Wie gestaltete sich Ihr Privatleben in Deutschland?

Mein Alltag? Als ich ankam, hatte ich keine Freunde, auch konnte ich die Sprache nicht. Ich beobachtete das Leben der Menschen in Deutschland. Es waren noch Kriegsspuren in der Stadt zu sehen, doch die Deutschen arbeiteten hart daran, das alles hinter sich zu lassen. Ich freundete mich aber schnell mit meinen Kollegen an, vor allem mit Erich Juskowiak. Er spielte im Nationalteam und war dort Teamkapitän. Wir verstanden uns schon in Afrika auf Anhieb. Mir ging es gut und ich vergaß meine Einsamkeit.

Wie reagierten die Fans in Düsseldorf auf den ersten schwarzen Spieler?

Oh mein Gott, das war unglaublich! Vor meinem ersten Spiel bei Fortuna fragte mich Fortuna-Präsident Dr. Thier in der Kabine, ob ich nervös sei. Ich sagte: Nein, überhaupt nicht. Und auf dem Platz sahen sie dann, was ich wirklich konnte, ich war wie ausgewechselt, ich war hier und da, nahm den Ball, schoss an die Latte, dass sie nur so zitterte und alle waren begeistert. Ich war überrascht über den Umgang mit mir, denn ich war als Afrikaner ein
Novum in der Liga. Jedes Heimspiel war ausverkauft, alle wollten den Afrikaner sehen, sich von seinen Fussballkünsten überzeugen. Jedes Mal, wenn wir einliefen, schwenkten die Fans in der Kurve Flaggen und riefen: Kalle, Kalle, da ich ja Charles heiße. Als ob ich der einziger
Spieler wäre, der spielte (lacht).

1951 absolvierten Sie als Mitglied einer ghanaischen Auswahl bereits einige Spiele in England. Vor dem Hintergrund ihrer späteren Deutschland-Erfahrungen, sehen sie einen Unterschied in der Reaktion der Menschen im kolonialen Mutterland auf afrikanische Spieler im Vergleich zu Deutschland?

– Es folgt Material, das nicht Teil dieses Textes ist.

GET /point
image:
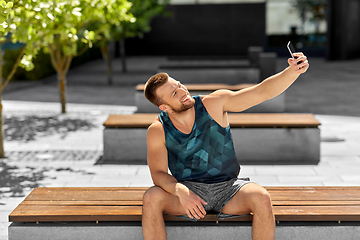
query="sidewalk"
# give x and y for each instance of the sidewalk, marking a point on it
(65, 154)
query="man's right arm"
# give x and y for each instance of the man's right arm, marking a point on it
(158, 163)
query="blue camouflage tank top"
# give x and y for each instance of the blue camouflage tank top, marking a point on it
(206, 154)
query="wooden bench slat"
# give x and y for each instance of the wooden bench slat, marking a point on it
(86, 194)
(207, 86)
(119, 194)
(84, 203)
(139, 203)
(34, 213)
(238, 120)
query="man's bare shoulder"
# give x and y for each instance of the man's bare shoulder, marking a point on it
(155, 127)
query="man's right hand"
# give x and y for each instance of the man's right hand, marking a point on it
(192, 203)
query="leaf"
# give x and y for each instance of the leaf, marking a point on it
(50, 16)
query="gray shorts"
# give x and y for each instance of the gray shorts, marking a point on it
(216, 195)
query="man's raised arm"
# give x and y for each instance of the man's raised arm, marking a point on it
(269, 88)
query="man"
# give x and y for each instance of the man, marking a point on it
(192, 138)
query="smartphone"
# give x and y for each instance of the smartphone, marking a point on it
(292, 50)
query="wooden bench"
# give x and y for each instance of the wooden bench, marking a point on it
(263, 138)
(115, 213)
(275, 105)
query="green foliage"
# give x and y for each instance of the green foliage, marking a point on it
(138, 22)
(42, 66)
(144, 11)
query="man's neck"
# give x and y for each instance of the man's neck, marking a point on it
(183, 121)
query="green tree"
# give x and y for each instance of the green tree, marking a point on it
(16, 27)
(106, 28)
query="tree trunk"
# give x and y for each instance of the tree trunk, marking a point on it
(123, 55)
(62, 87)
(107, 58)
(2, 151)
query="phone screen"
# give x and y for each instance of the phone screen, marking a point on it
(291, 49)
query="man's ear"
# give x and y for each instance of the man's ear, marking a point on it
(163, 107)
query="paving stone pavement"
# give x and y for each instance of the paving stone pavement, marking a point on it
(62, 157)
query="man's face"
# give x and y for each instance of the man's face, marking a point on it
(175, 97)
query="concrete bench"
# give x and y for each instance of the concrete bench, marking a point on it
(263, 138)
(310, 213)
(259, 66)
(275, 105)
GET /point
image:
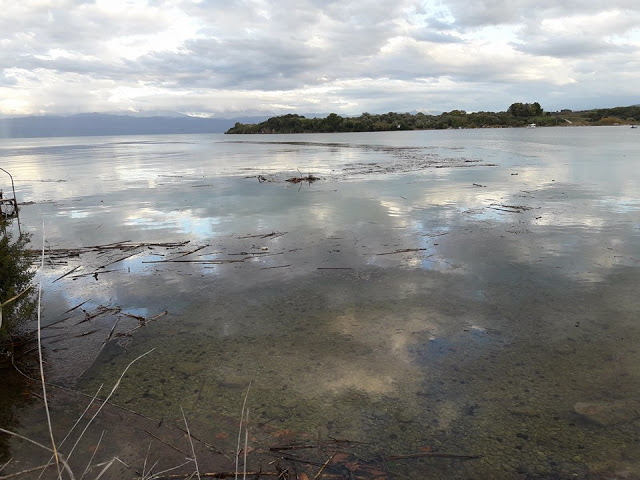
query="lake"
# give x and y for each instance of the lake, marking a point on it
(439, 304)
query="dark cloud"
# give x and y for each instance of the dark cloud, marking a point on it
(305, 54)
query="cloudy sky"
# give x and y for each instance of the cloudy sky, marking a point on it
(228, 57)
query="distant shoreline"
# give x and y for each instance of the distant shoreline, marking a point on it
(518, 115)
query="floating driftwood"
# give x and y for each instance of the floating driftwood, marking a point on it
(268, 235)
(510, 208)
(58, 253)
(404, 250)
(309, 178)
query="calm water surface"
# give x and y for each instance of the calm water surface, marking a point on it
(465, 292)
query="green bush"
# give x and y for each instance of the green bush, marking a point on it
(16, 273)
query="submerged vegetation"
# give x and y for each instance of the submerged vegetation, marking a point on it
(517, 115)
(16, 304)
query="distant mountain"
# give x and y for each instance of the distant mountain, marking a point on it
(89, 124)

In England und Irland waren wir abgeschieden von den Weißen, wir waren in einem Camp untergebracht. In Düsseldorf war es anders, ich war ein freier Mann, ich war wie die Anderen. In England kamen nach dem Spiel die kleinen Jungs, wollten uns die Hände schütteln und wischten dabei über unsere Haut. Sie wollten wissen, ob unsere Haut schwarz vom Dreck sei.

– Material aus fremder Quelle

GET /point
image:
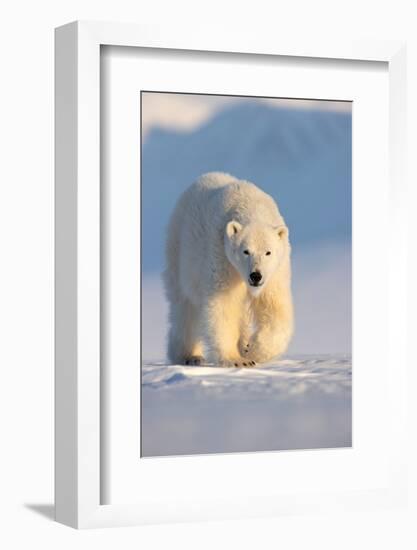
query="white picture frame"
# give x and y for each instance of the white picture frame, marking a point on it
(78, 412)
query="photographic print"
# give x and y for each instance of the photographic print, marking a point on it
(246, 299)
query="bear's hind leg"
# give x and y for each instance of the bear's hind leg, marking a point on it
(184, 342)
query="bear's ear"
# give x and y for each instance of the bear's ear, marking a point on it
(232, 228)
(282, 231)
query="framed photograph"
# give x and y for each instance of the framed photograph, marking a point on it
(229, 329)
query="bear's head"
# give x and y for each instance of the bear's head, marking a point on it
(256, 251)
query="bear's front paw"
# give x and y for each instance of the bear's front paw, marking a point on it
(194, 360)
(239, 363)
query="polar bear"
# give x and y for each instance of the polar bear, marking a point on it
(228, 275)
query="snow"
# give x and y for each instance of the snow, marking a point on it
(301, 402)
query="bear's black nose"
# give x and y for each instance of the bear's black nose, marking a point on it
(255, 277)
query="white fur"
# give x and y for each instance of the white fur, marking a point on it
(213, 308)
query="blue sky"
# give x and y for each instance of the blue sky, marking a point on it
(300, 153)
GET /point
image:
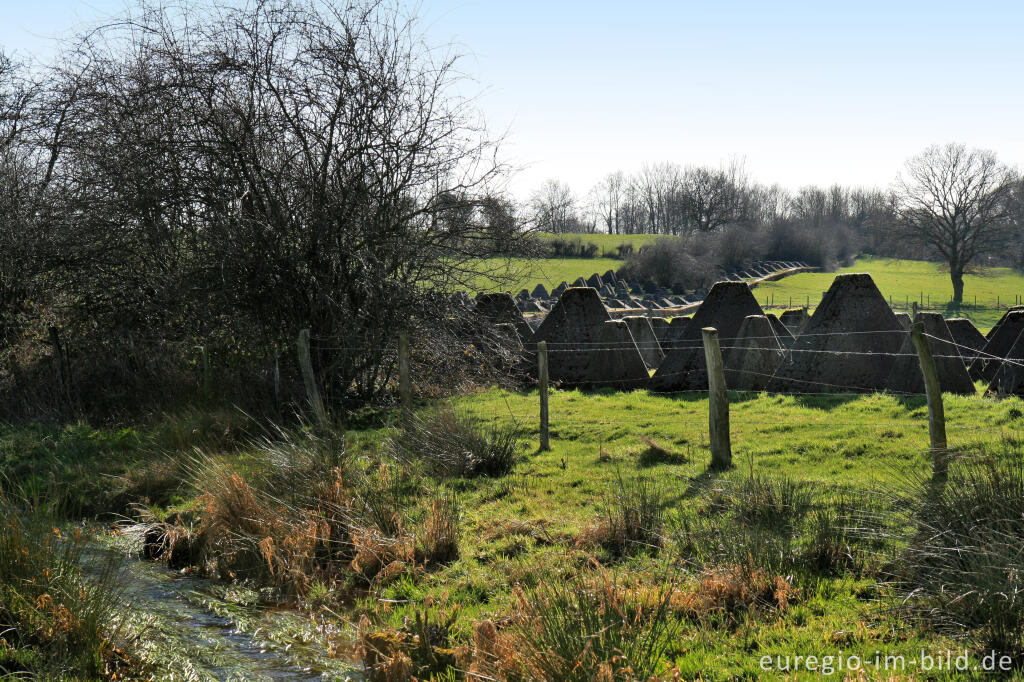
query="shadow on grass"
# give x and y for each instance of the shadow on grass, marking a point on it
(700, 482)
(826, 401)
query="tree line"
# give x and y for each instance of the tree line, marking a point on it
(192, 184)
(950, 203)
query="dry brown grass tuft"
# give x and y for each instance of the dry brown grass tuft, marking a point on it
(439, 543)
(728, 592)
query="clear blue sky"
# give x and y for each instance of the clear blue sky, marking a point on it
(807, 92)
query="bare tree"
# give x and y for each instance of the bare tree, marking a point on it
(952, 199)
(554, 208)
(714, 198)
(606, 199)
(235, 172)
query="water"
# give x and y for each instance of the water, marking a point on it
(201, 630)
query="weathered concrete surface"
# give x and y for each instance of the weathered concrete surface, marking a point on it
(1001, 341)
(847, 345)
(646, 340)
(968, 338)
(580, 352)
(754, 356)
(683, 369)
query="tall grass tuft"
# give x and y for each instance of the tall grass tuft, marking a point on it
(454, 444)
(54, 621)
(580, 629)
(774, 524)
(633, 518)
(963, 569)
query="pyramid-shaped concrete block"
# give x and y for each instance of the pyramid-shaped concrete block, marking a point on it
(967, 337)
(1001, 341)
(500, 308)
(646, 340)
(754, 355)
(848, 345)
(725, 307)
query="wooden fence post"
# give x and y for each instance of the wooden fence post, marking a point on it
(542, 372)
(312, 393)
(404, 385)
(60, 365)
(718, 402)
(936, 413)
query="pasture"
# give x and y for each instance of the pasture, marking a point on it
(905, 281)
(791, 551)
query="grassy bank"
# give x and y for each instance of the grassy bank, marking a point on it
(905, 281)
(526, 273)
(453, 546)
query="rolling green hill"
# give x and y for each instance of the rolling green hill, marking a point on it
(986, 293)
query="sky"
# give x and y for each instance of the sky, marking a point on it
(802, 92)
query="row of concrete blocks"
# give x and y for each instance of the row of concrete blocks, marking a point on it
(853, 343)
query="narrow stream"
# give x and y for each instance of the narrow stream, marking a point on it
(202, 630)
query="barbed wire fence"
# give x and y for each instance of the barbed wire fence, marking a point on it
(720, 375)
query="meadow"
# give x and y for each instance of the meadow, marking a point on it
(791, 552)
(986, 292)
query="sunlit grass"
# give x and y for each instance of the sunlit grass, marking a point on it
(902, 282)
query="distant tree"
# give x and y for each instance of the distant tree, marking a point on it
(952, 199)
(607, 198)
(555, 209)
(247, 170)
(500, 222)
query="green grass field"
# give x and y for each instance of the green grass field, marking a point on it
(513, 274)
(906, 281)
(606, 243)
(541, 523)
(534, 524)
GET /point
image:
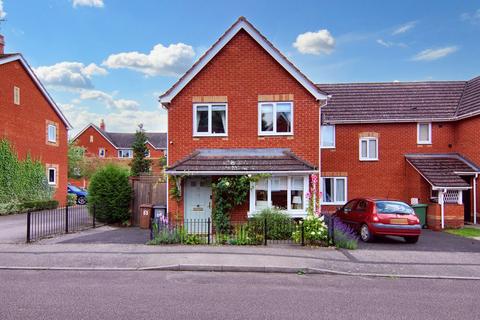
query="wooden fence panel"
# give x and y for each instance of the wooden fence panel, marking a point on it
(147, 190)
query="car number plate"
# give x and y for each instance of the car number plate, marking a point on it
(398, 221)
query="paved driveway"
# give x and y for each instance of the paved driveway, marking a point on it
(429, 241)
(13, 228)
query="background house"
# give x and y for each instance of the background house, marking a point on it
(32, 121)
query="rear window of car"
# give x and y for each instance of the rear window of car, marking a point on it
(392, 207)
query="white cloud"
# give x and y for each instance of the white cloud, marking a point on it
(69, 74)
(389, 44)
(122, 121)
(315, 42)
(2, 11)
(434, 54)
(88, 3)
(161, 61)
(473, 18)
(404, 28)
(109, 100)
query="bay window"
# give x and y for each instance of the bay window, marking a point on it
(210, 119)
(283, 192)
(275, 118)
(334, 190)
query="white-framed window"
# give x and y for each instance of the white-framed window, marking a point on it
(275, 118)
(52, 133)
(125, 153)
(16, 95)
(368, 149)
(334, 190)
(210, 119)
(327, 136)
(424, 133)
(52, 176)
(284, 192)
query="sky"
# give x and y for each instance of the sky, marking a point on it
(111, 59)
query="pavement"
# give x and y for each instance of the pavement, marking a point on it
(206, 295)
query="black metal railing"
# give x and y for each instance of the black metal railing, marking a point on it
(247, 232)
(46, 223)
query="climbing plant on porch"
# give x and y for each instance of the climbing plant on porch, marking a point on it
(229, 192)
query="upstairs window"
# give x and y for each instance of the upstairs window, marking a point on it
(16, 95)
(424, 133)
(125, 153)
(210, 119)
(368, 149)
(52, 133)
(327, 136)
(275, 118)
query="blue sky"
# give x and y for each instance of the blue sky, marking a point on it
(111, 59)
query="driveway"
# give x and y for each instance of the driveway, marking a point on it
(13, 228)
(429, 241)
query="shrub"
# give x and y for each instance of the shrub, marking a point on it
(110, 192)
(279, 224)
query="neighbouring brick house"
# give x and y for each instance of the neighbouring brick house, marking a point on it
(117, 147)
(243, 108)
(413, 141)
(32, 121)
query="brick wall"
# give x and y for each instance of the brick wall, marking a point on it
(242, 72)
(25, 125)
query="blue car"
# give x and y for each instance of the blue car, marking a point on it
(80, 193)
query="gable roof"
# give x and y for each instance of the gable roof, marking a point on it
(241, 24)
(6, 58)
(234, 161)
(120, 140)
(443, 171)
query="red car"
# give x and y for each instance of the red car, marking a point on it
(375, 217)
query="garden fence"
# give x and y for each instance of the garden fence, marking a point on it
(46, 223)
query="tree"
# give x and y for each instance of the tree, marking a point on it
(140, 164)
(110, 192)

Als sie in den 1940ern mit dem Fußballspielen anfingen, befand sich Ghana noch unter kolonialer Herrschaft. Spielte die rassistische Vorstellung einer Überlegenheit des »weißen Mannes« auch auf dem Platz eine Rolle?

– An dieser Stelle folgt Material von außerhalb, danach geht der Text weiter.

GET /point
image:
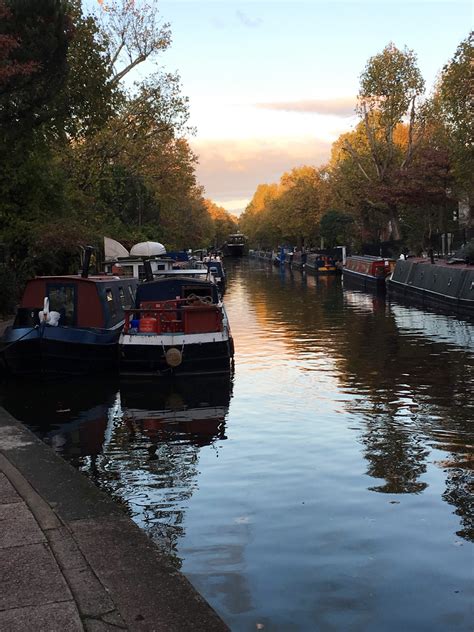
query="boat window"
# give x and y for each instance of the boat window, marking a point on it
(123, 299)
(111, 304)
(62, 299)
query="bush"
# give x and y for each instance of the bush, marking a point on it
(8, 291)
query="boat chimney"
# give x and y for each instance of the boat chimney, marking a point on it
(148, 270)
(87, 261)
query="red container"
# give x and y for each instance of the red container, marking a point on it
(202, 319)
(147, 325)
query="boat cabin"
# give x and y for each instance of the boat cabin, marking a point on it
(376, 267)
(173, 304)
(92, 302)
(134, 267)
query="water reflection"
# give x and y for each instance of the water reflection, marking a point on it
(323, 486)
(71, 416)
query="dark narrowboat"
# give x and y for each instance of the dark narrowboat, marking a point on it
(67, 325)
(367, 272)
(319, 263)
(439, 284)
(235, 245)
(215, 267)
(178, 326)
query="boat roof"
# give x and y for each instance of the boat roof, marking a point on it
(182, 272)
(368, 258)
(172, 286)
(77, 278)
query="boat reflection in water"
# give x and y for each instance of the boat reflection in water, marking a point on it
(189, 410)
(73, 417)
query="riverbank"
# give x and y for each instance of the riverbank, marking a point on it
(72, 560)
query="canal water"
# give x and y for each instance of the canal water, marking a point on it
(326, 486)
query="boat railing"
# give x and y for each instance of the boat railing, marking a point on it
(191, 315)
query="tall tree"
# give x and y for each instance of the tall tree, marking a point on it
(453, 104)
(390, 87)
(133, 32)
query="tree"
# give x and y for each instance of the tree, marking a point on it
(36, 36)
(336, 228)
(390, 87)
(224, 223)
(453, 107)
(133, 33)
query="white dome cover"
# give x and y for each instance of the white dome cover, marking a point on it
(148, 249)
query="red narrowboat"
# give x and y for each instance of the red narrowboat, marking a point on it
(67, 325)
(367, 272)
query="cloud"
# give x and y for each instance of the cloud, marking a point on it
(231, 170)
(342, 106)
(247, 20)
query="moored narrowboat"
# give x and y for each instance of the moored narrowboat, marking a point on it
(367, 272)
(235, 245)
(319, 263)
(178, 326)
(67, 325)
(439, 284)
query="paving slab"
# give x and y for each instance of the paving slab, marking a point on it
(149, 593)
(65, 549)
(61, 617)
(95, 559)
(30, 577)
(18, 526)
(89, 594)
(8, 494)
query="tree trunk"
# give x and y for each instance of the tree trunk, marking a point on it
(395, 222)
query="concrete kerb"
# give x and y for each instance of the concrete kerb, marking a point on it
(117, 576)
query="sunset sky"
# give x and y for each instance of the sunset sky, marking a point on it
(273, 84)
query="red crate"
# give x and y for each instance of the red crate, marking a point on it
(202, 319)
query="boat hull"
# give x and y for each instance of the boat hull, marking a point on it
(200, 354)
(434, 285)
(59, 351)
(364, 281)
(235, 250)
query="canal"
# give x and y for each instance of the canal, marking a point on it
(326, 486)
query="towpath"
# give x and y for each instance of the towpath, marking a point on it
(72, 560)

Eigentlich spielten Afrikaner ausschließlich untereinander, Weiße spielten kaum Fußball. Eine Ausnahme stellten Seemännner in Cape Coast (Hafenstadt in Ghana, d. Red.) dar. Die Schiffsbesatzungen bildeten eigene Teams. Auf Landgang forderten sie dann auch die Afrikaner heraus. Bei diesen Freundschaftsspielen ging es mir aber nicht um das Ergebnis. Spannender war vielmehr, wie die Europäer gekleidet waren. Übrigens tauchten in Cape Coast die ersten Fußballschuhe auf, doch als diese kaputt waren, spielten alle wieder Barfuß. So auch auf unserer Englandtour. Wenn wir gegen den Ball traten, stöhnte das ganze Stadion auf: Aauuu! Nach dem Spiel kamen die Kinder angelaufen, um zu gucken ob unsere Beine
aus Stahl wären. Später aber gewöhnte ich mich an die Schuhe, ich brachte mir welche aus Europa mit, ein anderer besorgte sie sich aus der Elfenbeinküste. So gab es immerhin zwei Spieler in Ghana, die Schuhe hatten.